If your birthday rolls around but you're no longer on the planet, does it still make sense to celebrate?


Today would have been mom's 77th birthday.

I know there are many people still breathing who remember this fact. Excluding learning history by rote, dates stick in our memory because of associated emotions that have burned through our minds, sometimes searing our spirits in the process. Trivial as a moment of discomfort at a family gathering and moving as a loved one's grief. Do you mark every moment of joy? Calendar your happy times?

I'm hardwired to recall mostly positive emotions. Fortunately, I'm also a better learner when provided with a carrot, not a stick. So my emotional ledger is not so good on specifics, but full of hazy happy times and vivid laugh-til-you-cry scenes. Many of these episodes feature mom in the cast of characters.

You see where I'm going with this. Usually, the way it works is you have a sad experience which equals a sad memory. I have thousands of happy experiences and many of them involve mom. She hasn't been erased. Her absence has been highlighted. All the associations that used to be happy are now colored with sad, an emotion that I'm not used to feeling. Though I prefer sad to numb, which is how I spent 2009.

The timing of mom's terminal illness turned our decades of happy holiday times into a dense layer of heartache. Of course, true to our family's karma, we got an extra helping of ludicrous on the side [Not Maudlin Mom Archives - December 2008], including; flood, major power outages (2!), formerly evil grandmother with dementia, and forced home renovation that required us to be out of the house through Christmas.

Because my numb wore off in 2010, I cried pretty much throughout the holidays (see above). Very weird. I've never had a rainy season before. As soon as the formerly happy holiday events were over, my emotional storm dissipated.

Mom's January 4 birthday always signaled the end of the holidays and the start of a new year.

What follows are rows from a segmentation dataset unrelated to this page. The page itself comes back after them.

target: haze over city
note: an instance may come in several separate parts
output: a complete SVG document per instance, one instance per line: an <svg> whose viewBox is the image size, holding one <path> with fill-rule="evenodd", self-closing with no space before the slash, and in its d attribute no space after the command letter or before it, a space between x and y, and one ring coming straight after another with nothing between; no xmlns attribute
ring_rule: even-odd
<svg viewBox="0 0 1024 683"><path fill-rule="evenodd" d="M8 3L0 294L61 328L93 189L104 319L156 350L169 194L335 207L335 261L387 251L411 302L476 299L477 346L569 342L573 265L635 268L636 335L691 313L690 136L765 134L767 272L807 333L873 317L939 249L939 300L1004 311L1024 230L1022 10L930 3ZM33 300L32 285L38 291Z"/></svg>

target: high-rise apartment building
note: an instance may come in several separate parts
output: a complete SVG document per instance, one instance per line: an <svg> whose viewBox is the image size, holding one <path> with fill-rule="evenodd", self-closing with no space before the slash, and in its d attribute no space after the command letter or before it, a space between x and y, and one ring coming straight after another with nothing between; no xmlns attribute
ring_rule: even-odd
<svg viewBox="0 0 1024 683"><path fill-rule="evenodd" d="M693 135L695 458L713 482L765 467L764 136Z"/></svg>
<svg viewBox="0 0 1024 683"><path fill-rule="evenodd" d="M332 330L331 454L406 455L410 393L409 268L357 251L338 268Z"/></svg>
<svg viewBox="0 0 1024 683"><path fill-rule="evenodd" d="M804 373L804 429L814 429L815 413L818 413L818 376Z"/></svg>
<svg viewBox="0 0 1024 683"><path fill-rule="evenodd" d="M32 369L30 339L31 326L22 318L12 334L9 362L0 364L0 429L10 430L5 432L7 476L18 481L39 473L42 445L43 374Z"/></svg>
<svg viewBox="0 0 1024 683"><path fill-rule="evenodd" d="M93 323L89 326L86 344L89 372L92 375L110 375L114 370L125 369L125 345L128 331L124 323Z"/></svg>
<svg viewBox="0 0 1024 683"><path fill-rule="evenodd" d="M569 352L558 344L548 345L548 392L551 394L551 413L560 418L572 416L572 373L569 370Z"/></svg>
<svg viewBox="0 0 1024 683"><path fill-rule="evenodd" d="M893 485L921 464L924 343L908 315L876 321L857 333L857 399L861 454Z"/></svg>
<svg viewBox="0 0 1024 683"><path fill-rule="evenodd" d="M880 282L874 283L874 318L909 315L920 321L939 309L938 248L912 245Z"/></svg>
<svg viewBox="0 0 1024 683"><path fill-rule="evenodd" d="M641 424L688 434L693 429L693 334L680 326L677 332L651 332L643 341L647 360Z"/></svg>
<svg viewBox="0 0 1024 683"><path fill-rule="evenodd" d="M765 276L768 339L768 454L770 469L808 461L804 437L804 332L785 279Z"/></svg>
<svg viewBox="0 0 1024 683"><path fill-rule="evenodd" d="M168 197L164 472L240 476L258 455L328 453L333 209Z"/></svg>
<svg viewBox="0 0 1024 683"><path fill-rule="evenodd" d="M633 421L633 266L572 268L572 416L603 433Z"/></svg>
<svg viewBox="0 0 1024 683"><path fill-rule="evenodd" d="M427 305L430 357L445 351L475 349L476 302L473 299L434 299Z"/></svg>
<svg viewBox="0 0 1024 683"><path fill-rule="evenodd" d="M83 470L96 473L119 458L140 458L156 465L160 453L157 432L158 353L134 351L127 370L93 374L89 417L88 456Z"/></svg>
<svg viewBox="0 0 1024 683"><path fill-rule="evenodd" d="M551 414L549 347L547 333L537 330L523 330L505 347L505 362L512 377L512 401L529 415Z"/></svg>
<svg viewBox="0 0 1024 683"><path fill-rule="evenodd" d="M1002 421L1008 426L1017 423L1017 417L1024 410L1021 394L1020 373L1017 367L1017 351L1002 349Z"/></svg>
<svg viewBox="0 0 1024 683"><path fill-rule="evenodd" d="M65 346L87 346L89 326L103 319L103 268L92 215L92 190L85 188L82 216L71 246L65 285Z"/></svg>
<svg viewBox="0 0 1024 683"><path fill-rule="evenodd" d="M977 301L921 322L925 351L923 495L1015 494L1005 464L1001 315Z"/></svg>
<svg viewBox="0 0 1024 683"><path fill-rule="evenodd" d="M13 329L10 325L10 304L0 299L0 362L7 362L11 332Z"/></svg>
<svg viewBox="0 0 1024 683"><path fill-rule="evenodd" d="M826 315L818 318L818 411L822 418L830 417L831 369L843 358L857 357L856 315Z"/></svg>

I'm hoping 2011 will fade the sad overlay and the happy will start to shine through. I want happy and sad to be separate, but equal. I know that's as unrealistic and ridiculous as Jim Crow laws, but I have not gotten used to the taste of bittersweet.

Zen koans are about finding the true self. Mom koans always demanded a bit more.

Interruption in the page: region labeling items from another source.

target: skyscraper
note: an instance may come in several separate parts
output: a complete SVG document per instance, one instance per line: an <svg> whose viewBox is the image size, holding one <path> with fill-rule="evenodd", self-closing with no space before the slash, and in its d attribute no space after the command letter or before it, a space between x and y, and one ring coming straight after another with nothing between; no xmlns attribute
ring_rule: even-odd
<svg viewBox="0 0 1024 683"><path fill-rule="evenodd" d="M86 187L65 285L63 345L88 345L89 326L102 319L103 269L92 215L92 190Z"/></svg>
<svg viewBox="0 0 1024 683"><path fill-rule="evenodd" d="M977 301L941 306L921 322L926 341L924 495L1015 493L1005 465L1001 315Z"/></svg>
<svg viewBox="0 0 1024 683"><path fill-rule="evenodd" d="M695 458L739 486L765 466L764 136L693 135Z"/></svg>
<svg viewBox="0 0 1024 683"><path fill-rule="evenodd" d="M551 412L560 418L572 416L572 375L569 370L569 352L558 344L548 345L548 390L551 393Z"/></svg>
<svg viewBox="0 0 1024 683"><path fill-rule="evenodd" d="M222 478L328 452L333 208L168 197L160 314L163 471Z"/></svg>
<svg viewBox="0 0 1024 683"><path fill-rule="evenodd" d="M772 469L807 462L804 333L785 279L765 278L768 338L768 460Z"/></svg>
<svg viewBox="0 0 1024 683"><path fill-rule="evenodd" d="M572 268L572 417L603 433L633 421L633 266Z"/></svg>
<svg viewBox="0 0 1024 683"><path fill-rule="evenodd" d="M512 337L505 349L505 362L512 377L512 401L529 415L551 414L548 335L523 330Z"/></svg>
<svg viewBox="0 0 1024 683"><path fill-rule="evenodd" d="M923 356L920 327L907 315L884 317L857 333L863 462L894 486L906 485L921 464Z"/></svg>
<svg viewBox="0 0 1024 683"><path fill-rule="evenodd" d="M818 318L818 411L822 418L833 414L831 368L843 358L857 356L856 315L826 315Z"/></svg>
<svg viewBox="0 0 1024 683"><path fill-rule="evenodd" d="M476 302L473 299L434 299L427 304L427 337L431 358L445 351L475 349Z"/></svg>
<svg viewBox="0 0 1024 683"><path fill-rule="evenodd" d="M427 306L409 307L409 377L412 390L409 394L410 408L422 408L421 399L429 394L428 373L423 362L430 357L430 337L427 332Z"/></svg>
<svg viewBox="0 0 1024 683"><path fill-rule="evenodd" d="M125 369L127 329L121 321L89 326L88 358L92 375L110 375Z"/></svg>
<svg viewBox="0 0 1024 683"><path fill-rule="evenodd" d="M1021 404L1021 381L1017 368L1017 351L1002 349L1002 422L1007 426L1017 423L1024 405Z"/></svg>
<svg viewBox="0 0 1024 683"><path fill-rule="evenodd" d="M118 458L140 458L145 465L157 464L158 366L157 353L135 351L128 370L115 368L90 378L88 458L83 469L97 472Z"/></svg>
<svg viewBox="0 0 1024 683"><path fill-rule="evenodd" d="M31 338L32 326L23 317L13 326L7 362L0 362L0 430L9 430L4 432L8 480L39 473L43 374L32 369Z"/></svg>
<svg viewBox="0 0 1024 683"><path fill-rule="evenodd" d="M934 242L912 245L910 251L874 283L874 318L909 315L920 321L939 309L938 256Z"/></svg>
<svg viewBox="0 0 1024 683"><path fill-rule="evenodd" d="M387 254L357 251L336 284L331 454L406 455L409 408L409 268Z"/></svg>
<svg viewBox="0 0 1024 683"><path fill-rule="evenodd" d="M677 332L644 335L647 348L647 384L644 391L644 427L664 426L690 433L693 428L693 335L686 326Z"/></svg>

So I'm going to celebrate her birth day today, by remembering her as she was with me which is, not coincidentally, also how she loved me; challenging, competitive, stubborn, dry, rarely motherly, insisting that I always be the "bigger person," inquisitive, goofy, adventurous, smart and loyal beyond reason.

In some mysterious way she embodied all those qualities in a package that was laugh out loud funny.

Happy Birthday, Mom. You are loved and missed.